Here was another chance. Maybe I couldn’t bring myself to tell her about the photographs, but I could tell her what I’d learned about George.

“Jannine,” I said slowly, “there are some—”

I stopped when Lily walked in. She’d gotten the zipper of her yellow fleece pajamas stuck and needed Jannine’s help. When the zipper was once again free, she climbed into her mother’s lap and pulled Jannine’s arms around her, like a shawl. It was a capture-the-moment picture Kodak would have been proud of, and it touched one of those places deep inside I try to keep hidden.

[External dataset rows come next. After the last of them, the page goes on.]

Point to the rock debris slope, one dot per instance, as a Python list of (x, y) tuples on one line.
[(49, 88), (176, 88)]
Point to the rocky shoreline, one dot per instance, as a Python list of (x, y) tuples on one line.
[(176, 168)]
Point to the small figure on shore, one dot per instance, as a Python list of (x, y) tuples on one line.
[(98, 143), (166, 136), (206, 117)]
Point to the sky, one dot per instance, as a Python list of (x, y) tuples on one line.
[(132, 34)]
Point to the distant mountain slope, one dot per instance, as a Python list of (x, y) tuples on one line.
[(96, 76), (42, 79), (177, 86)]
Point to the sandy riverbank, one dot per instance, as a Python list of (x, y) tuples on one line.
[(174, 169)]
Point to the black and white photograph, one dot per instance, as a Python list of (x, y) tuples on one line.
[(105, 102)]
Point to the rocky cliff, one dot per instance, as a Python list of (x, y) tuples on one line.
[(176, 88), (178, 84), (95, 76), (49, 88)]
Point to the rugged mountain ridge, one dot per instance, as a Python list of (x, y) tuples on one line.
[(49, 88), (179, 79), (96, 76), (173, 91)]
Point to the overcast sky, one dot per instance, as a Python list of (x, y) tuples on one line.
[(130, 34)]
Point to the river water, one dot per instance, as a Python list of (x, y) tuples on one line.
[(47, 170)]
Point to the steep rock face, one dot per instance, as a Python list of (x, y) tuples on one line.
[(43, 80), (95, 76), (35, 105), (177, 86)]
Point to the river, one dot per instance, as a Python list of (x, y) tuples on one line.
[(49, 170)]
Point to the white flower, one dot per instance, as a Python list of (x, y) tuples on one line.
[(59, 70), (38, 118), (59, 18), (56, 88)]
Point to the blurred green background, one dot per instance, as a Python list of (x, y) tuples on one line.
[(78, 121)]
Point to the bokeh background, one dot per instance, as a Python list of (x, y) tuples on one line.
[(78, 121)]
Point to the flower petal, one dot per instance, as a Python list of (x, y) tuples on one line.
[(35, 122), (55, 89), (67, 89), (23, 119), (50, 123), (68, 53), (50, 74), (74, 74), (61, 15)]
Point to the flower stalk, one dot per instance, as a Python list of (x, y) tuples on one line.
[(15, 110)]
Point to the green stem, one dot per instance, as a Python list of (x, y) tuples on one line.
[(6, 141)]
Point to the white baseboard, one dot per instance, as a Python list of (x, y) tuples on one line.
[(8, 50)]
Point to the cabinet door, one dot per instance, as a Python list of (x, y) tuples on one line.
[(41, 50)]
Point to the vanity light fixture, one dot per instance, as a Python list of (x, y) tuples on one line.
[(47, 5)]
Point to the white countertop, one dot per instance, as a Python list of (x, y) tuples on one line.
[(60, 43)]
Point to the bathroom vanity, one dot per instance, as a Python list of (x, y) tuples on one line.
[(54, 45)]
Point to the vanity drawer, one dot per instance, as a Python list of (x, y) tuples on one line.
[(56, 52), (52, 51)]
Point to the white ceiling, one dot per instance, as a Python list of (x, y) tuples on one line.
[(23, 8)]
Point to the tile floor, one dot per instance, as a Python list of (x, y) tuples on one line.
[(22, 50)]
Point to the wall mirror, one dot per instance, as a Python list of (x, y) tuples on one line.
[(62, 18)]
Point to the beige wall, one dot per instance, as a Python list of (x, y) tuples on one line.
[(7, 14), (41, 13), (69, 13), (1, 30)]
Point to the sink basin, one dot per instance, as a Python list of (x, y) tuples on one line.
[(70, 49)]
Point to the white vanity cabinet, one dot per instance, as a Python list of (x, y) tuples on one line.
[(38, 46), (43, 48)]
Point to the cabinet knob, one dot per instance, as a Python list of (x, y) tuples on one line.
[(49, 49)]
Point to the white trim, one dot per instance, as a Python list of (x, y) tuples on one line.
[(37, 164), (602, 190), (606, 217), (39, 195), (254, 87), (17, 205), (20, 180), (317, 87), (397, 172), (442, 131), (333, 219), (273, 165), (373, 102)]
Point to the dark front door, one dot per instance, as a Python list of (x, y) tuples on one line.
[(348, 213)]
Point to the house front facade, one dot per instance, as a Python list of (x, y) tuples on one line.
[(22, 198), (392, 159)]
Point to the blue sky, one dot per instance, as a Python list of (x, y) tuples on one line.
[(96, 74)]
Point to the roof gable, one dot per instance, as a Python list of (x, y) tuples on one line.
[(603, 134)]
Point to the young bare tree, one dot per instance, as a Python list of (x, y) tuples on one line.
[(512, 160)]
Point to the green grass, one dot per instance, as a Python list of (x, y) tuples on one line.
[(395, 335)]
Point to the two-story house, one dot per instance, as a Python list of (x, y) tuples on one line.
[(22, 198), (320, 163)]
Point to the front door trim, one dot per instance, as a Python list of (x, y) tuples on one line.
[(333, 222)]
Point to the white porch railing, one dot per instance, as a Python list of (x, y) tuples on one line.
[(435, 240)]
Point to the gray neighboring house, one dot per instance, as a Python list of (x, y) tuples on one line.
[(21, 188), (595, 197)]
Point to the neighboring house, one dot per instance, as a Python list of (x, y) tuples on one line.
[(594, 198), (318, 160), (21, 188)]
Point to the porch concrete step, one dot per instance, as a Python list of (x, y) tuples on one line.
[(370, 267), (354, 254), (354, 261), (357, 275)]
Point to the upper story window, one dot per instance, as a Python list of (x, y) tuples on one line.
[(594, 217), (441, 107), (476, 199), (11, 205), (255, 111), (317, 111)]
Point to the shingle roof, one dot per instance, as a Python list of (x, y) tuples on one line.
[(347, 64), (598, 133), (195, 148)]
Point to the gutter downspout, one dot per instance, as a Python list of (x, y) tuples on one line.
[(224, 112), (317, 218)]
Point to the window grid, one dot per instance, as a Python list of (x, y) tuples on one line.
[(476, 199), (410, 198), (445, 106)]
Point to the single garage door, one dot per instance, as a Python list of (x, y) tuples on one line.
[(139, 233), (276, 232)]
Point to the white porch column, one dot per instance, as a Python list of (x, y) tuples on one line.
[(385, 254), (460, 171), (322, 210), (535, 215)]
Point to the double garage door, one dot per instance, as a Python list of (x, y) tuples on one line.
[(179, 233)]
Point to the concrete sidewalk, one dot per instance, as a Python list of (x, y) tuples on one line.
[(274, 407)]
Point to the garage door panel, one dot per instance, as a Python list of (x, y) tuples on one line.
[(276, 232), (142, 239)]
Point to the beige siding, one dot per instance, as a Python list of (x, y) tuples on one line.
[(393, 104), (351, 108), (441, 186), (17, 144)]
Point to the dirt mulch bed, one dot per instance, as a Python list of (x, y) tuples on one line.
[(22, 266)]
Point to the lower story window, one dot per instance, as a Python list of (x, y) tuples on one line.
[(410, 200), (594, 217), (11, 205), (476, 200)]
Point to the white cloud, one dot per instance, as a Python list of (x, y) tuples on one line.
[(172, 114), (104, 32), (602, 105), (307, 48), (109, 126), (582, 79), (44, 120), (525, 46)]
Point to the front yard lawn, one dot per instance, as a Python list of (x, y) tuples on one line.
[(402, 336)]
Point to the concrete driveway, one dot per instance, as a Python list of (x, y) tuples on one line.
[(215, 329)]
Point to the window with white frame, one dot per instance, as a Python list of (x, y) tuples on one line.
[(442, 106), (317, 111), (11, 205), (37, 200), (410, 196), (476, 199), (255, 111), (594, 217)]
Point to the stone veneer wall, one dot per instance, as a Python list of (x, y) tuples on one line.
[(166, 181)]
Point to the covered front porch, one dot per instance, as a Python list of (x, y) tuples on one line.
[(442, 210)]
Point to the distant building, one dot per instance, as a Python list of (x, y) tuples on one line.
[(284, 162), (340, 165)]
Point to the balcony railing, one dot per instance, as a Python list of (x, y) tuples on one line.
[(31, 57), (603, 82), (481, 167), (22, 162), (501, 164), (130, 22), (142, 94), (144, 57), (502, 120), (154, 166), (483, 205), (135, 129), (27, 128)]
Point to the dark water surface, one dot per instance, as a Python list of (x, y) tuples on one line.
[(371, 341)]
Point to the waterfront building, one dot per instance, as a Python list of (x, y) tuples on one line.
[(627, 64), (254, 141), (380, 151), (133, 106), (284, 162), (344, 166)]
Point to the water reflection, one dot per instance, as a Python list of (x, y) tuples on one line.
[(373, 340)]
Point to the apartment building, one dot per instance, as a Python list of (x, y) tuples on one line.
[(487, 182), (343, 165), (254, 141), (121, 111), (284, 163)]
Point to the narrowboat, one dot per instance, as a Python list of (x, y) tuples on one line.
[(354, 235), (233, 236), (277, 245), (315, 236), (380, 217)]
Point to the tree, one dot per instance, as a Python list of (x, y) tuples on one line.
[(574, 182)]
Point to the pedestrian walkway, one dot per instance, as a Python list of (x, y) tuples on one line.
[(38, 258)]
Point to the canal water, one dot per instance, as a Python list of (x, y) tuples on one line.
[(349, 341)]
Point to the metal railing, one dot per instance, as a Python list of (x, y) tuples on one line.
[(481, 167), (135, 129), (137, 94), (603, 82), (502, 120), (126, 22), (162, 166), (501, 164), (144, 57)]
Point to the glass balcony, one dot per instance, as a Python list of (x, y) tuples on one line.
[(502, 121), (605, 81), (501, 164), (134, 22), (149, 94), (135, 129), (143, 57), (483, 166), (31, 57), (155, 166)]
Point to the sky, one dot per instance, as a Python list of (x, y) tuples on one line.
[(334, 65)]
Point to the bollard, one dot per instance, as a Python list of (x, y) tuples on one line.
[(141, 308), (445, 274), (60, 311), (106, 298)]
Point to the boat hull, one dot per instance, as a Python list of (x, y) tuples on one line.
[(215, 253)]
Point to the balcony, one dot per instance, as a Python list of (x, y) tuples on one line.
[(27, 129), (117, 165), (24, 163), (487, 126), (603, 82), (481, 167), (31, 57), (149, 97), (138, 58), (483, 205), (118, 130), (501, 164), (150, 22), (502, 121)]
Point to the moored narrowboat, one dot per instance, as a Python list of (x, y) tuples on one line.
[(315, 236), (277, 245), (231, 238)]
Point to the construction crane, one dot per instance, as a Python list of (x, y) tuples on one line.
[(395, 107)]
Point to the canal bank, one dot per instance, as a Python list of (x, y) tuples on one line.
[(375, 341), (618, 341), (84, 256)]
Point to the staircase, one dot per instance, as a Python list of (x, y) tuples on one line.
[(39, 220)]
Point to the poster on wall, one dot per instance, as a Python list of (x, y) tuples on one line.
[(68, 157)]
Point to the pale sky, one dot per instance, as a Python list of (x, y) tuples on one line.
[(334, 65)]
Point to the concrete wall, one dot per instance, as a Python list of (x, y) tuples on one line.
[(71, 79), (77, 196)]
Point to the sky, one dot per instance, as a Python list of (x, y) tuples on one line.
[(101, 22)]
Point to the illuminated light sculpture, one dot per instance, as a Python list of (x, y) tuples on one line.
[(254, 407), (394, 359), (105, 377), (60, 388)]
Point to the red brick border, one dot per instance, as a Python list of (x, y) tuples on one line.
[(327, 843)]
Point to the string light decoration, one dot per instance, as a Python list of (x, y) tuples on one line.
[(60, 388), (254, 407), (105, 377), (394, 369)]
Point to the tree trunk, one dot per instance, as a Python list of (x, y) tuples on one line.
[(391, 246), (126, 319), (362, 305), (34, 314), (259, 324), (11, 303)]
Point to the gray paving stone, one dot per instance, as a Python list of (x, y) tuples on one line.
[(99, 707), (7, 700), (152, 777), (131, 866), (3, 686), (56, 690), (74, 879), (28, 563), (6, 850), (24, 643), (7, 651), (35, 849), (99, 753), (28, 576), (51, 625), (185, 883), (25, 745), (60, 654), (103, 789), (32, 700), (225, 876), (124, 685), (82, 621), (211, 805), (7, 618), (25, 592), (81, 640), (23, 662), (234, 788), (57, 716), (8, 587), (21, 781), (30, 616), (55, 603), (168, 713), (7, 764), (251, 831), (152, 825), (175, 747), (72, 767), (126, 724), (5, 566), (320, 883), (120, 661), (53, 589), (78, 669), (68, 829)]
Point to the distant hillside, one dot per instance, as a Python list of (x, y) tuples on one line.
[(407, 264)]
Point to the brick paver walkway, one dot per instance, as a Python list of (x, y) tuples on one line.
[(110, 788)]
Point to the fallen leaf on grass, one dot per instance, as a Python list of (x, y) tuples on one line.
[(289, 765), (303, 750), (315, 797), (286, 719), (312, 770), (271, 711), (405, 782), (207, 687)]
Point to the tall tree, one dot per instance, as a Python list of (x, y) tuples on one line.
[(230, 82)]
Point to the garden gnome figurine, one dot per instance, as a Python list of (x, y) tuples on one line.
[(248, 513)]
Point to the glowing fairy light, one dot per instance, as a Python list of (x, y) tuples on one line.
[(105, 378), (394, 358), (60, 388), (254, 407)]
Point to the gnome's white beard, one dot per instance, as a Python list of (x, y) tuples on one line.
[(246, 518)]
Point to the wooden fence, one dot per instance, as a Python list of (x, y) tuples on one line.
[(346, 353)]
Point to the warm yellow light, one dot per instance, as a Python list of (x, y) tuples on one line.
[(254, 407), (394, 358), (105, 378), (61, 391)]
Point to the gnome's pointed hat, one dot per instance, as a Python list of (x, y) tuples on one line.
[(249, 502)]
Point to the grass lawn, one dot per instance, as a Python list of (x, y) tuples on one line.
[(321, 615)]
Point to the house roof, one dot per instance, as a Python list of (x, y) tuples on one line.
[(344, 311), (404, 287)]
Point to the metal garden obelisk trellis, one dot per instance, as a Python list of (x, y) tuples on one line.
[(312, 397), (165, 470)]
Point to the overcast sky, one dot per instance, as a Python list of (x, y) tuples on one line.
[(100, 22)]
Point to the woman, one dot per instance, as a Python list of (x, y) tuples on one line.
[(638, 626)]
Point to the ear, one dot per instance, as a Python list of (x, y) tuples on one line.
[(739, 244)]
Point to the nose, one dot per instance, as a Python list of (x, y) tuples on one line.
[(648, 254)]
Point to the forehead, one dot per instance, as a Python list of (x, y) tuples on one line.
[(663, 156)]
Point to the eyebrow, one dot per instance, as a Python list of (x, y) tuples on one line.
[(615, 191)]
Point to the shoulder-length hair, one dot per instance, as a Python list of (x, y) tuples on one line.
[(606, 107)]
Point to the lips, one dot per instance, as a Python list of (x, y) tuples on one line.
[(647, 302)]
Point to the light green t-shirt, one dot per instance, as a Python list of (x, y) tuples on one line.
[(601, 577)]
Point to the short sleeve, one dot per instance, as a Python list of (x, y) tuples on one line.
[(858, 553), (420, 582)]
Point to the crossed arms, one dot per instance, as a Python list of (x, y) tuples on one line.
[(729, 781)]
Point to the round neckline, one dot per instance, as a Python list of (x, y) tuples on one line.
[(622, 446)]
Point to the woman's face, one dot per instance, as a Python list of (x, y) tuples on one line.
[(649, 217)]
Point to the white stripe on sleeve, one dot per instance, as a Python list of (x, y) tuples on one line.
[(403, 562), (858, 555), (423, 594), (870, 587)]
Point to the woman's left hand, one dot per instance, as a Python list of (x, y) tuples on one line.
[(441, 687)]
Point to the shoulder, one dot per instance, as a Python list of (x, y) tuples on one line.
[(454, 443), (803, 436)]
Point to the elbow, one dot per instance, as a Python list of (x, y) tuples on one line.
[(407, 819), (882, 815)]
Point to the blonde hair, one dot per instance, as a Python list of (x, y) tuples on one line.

“I found a couple of loose pages,” I said lamely, looking down at my glass. “They were just copies, but I’ll get them back to you all the same.”

“Did you find anything that was helpful?”

I shook my head, suddenly aware that I felt uncomfortable. It had been a mistake coming to Jannine’s. There was simply too much I wasn’t telling her.

“I may be on to something, though. I’ll know in a day or two.” I stood and yawned. My earlier shakiness had been supplanted by bone-deep exhaustion. “I think I’ll head back.”